Continuous Streaming

bilal.iqbal · December 17, 2019, 3:30pm

The use case:
We have a steady audio stream (such as a live broadcast).
We need to decode the stream as it comes.
At any point, keep no more than 3-4 seconds of context in memory.
Continue decoding until end of stream.

My Approach So Far:
I have been able to able to get a streaming version working with an audio file, where I feed the model 20ms of audio chunks in each loop. If the sentence is finished (using VAD), then end stream and start a new streaming example. If I don’t do this, the decoded sentence keeps on getting bigger and bigger.

However, I want to modify it so that it works like a FIFO buffer. So at any time the length of context is, say, no more than 3-4 seconds.

Does the DeepSpeech offer such a functionality?
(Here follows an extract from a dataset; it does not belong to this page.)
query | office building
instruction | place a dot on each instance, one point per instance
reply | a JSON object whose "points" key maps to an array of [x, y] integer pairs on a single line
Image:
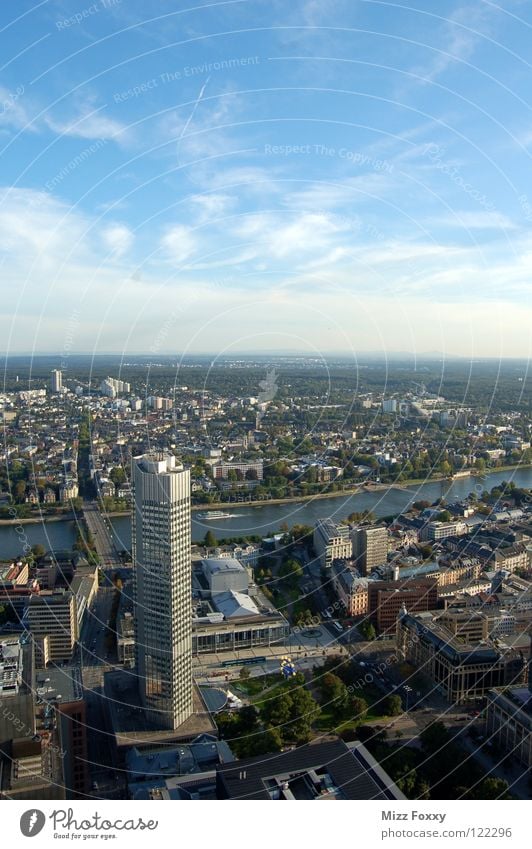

If not, any thoughts on how one would go about implementing this using DeepSpeech’s streaming functionality? I previously tried implementing such a buffer myself and sending the audio stream along to DeepSpeech for inference. But since the model had to decode the entire audio segment every time, the performance was sub-realtime if I increased the buffer size beyond a certain point.

lissyx · December 18, 2019, 3:51pm

It’s not getting bigger and bigger, it’s getting your sentence for the whole stream. If your whole stream grows, the sentence does grow as well.

You mean, a way to enforce a ring-buffer ? We don’t have that. It should likely be done on your side, at least for now.

I’m not sure I get your point. If you pass 10 secs of audio, it should take < 10 secs to decode, depending on your hardware of course.

What was that point that would impact performances, and how much ? What’s your hardware ?

I’m curious to get the rationale / use-case for that.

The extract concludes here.